Just then Dad arrived with Daphne, who launched herself toward the bed with a strangled cry as soon as she saw Mom. Dad grabbed her just in time and settled her in a chair, where she clung to Mom’s hand, worriedly eyeing the monitors and wires crisscrossing Mom’s chest. She glanced at each of our faces, trying to gauge how she should respond to the situation. She was so young, her eyes wide and lost beneath wispy bangs.
“Your mom’s got good doctors,” Dad assured her. “She’ll be right as rain.” I hoped to high heaven he was right. No one seemed convinced.
After a few minutes Daphne forgot to be afraid and chattered happily about the school play—The Lion King—and her role as Zazu the hornbill. For a moment, if we could ignore the antiseptic smell and the beeping and the fact that Mom was lying in a hospital bed in a thin cotton gown, bleeding beneath her skin, it could almost have passed for a normal family conversation.
“Okay, let’s go, pumpkin. I’ll take you to Charlotte’s house,” Dad said after about ten minutes. He had arranged for Daphne to spend the night at her best friend’s house so he and I could stay the night at the hospital. We’d both agreed it was best. “We’ll come see your mom tomorrow morning before school.”
Daphne kissed Mom, then buried her small face in the shoulder of the hospital gown, holding on fiercely. Mom cradled her with one arm,stroking her hair with the other and murmuring things to her, too low for us to hear. When Daphne finally lifted her face, the shoulder of Mom’s blue hospital gown was dappled with tears. Mom winced with pain but did not let go of Daphne’s small frame. There was a resignation in her eyes that gave me a prickle of alarm. This looked an awful lot like a goodbye.

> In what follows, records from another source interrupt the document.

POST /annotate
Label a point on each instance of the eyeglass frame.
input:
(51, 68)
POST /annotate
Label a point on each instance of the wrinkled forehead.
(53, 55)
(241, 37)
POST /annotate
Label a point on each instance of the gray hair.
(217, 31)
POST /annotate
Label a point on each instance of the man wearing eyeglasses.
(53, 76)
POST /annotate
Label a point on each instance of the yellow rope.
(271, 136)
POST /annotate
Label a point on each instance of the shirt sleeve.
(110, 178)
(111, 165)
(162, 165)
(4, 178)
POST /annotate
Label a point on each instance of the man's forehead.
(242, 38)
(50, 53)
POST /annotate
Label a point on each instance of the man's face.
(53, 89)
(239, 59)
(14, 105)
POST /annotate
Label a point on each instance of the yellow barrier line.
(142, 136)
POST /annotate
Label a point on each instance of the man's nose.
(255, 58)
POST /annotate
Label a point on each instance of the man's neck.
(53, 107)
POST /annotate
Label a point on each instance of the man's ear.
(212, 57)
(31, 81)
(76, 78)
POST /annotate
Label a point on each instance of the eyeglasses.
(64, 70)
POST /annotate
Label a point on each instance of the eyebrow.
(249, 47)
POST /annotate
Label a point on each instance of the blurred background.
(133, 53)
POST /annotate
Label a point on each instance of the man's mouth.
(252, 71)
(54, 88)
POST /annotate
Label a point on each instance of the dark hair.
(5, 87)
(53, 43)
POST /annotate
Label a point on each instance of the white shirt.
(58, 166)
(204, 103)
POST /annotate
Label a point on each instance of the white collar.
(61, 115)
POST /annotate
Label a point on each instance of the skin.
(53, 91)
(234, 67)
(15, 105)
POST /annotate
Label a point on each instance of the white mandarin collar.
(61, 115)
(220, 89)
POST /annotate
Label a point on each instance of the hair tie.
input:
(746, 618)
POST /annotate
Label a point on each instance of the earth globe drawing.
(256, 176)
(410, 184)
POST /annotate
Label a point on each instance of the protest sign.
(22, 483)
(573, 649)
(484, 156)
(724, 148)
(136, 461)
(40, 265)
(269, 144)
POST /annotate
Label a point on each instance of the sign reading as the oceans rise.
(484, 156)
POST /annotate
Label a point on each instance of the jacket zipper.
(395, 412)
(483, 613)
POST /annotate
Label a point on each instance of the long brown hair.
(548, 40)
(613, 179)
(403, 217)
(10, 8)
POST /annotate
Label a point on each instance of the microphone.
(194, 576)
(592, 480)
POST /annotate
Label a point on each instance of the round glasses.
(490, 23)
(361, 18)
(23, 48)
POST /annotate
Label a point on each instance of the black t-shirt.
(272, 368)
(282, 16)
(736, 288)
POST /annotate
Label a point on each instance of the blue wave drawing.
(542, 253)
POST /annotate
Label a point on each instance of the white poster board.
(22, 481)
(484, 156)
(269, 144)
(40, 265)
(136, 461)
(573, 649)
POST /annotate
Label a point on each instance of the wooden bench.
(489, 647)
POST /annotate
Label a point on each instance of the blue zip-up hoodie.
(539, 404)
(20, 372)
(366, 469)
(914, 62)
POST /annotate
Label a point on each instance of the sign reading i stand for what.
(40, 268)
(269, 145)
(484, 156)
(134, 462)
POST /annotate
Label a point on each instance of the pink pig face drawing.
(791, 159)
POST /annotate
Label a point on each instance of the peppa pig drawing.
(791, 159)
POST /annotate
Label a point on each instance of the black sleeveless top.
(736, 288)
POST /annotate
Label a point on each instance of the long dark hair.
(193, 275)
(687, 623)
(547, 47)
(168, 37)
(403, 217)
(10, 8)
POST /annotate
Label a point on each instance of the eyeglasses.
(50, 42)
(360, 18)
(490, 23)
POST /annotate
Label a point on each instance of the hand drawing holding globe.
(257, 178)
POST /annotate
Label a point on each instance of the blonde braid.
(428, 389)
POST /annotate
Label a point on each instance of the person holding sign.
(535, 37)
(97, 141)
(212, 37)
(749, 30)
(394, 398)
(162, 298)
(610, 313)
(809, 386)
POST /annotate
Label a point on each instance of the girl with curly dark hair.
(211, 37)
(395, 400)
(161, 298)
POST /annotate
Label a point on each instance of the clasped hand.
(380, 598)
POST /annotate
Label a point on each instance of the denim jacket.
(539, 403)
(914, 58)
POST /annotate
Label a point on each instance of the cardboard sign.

“Dad, I can take Daphne to Charlotte’s so you can stay here with Mom.”
“No.” Mom’s voice was surprisingly strong.
Dad looked torn. “Irene?” he said, but she waved him off.
“I need to talk to Lollyalone.”
She waited until they left, until they were completely out of sight down the hall, then beckoned me over. She didn’t look small in the bed. She looked too large, as though she had no business being there at all, as though it could not contain her force of will. She flicked a wire away in irritation.
“Lolly, I’m dying,” she said bluntly.